The novel recombinant nanoparticle vaccine tested in PREPARE contains a nearly full-length RSV fusion protein produced in insect cells. The nanoparticles express both prefusion epitopes and epitopes common to pre- and postfusion conformations. Aluminum phosphate is employed as the adjuvant.

Novavax’s stock price has been kicked to the curb since the company earlier reported that a large phase 3 trial of the vaccine failed to meet its primary endpoint for prevention of RSV lower respiratory tract infection in older adults. Now the vaccine’s failure to meet its prespecified FDA-mandated primary endpoint in the maternal immunization study will doubtless spawn further financially dismissive headlines in the business press as well.

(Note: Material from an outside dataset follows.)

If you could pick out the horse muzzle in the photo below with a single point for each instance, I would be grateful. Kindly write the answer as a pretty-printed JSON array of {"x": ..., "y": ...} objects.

But pediatricians are famously advocates for children, and PREPARE received a warm welcome from the pediatric infectious disease community, regardless of investor response. Indeed, PREPARE was the only clinical trial deemed of sufficient import to be featured in the opening plenary session of ESPID 2019.

Ulrich Heininger, MD, professor of pediatrics at the University of Basel (Switzerland), who cochaired the session, jointly sponsored by ESPID and the Pediatric Infectious Diseases Society, declared, “These findings, I think, are a great step forward.”

Dr. Munoz reported receiving research grants from Janssen, the National Institutes of Health, the Centers for Disease Control and Prevention, and Novavax, which sponsored the PREPARE trial, assisted by an $89 million grant from the Bill and Melinda Gates Foundation.